Following the process described in
Calibration process, we initially characterized the display and the software.
Figure 7 shows the relationship between
RGB reflectances and luminance output for the three channels separately (red, blue, and green). In addition, the sum of the
RGB luminance (i.e., gray) is also shown in the rightmost panel; the dashed line represents the luminance additivity (sum of luminance independently measured for red, green, and blue channels), and the bold line shows the measured luminance when all
RGB channels were presented simultaneously. The red, green, and blue panels also show the results of fitted lines (linear regression), the coefficient of determination (
R2), and the root mean square error (RMSE). Please note that the fitted line is used solely to illustrate the luminance linearity in the presented figures and was not used to construct the LUT tables described in
Calibration process. As previously mentioned, a one-dimensional piecewise linear interpolation was used to build the LUT tables. The three primary channels are not increasing linearly, which would have been the expected behavior, as explained in
Calibration scene and measurements. The fitted lines for the red, green, and blue channels show poor linearity with relatively high RMSE. Additionally, with excellent additivity behavior, the dashed line would ideally perfectly align with the solid line in the rightmost panel. However, the luminance additivity is found to be very poor in this setup.
Figure 8 shows the spectra of the three channels individually for varying
RGB reflectances.
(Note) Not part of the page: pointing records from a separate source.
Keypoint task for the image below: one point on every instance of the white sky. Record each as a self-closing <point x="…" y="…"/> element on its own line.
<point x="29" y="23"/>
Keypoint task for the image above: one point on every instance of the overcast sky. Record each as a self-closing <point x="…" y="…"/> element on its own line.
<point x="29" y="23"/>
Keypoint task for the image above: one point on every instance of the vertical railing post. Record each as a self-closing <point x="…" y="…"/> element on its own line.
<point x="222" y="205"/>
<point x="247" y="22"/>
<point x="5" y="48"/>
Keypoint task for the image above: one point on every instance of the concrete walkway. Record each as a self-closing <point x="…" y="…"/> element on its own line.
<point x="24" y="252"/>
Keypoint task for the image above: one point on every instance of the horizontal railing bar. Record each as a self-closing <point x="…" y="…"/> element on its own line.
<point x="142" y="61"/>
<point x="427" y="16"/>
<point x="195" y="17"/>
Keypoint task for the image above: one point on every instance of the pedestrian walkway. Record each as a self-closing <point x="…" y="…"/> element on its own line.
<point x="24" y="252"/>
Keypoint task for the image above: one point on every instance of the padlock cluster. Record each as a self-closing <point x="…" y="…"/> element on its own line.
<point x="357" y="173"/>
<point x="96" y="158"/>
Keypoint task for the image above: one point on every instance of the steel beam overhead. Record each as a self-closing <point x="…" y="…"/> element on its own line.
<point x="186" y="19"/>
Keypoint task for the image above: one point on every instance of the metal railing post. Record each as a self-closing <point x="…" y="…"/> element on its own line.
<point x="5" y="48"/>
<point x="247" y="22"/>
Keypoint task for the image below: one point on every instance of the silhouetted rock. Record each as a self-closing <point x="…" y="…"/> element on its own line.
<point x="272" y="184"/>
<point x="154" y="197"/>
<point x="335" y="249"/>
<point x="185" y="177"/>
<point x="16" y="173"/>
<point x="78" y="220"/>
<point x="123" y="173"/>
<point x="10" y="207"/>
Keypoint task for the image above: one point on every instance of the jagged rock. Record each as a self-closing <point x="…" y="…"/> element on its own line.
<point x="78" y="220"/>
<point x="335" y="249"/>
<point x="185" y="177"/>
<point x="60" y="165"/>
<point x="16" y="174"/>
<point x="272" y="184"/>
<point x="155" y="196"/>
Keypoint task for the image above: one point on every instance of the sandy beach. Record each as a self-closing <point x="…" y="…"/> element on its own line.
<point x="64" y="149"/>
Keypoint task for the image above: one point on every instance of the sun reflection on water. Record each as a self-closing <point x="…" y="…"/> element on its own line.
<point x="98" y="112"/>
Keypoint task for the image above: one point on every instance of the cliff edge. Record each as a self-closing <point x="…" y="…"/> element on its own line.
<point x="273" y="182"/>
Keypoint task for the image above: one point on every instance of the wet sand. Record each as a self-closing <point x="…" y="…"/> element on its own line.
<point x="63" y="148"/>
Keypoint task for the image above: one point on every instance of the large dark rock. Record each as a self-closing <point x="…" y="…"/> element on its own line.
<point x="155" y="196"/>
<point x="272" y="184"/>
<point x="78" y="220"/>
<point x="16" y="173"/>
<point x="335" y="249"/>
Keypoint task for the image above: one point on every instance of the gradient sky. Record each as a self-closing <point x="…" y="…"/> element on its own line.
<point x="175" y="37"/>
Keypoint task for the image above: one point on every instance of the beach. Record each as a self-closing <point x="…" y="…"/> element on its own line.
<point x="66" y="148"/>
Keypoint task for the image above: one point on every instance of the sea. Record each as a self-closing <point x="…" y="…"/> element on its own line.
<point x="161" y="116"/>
The continuous lines represent the measured spectra for the different
RGB reflectances, while the dashed lines represent the spectra predictions obtained by multiplying the lowest measured spectrum by a linear scaling factor. The linear scaling factor was calculated by dividing the radiance of the test reflectances (0.5, 0.75, 1.0) by the radiance of the reference reflectance (0.25) at specific wavelengths (450 nm for blue channel, 550 nm for green channel, and 630 nm for red channel). Linear scalings of the lowest spectrum result in spectra that perfectly fit the spectra measured for higher
RGB reflectances for the red and blue channels. This behavior suggests very good channel constancy for those channels. However, the green channel seems much less constant. Two extra peaks of radiance that are not linearly increasing can be observed. In other words, the red and blue channels seem to interfere with the green channel. This suggests a lack of independent scaling for the green channel, which may interfere with calibration. Finally,
Figure 9 shows the chromaticity coordinates (
x,
y) of the three channels with normalized
RGB reflectances higher than 0.20 on the CIE 1931 chromaticity diagram. In the case of good chromaticity constancy, the dots of the same color should overlap. The chromaticity constancy is satisfactory for the red and blue channels but poor for the green channel, as expected from the spectrum in
Figure 8.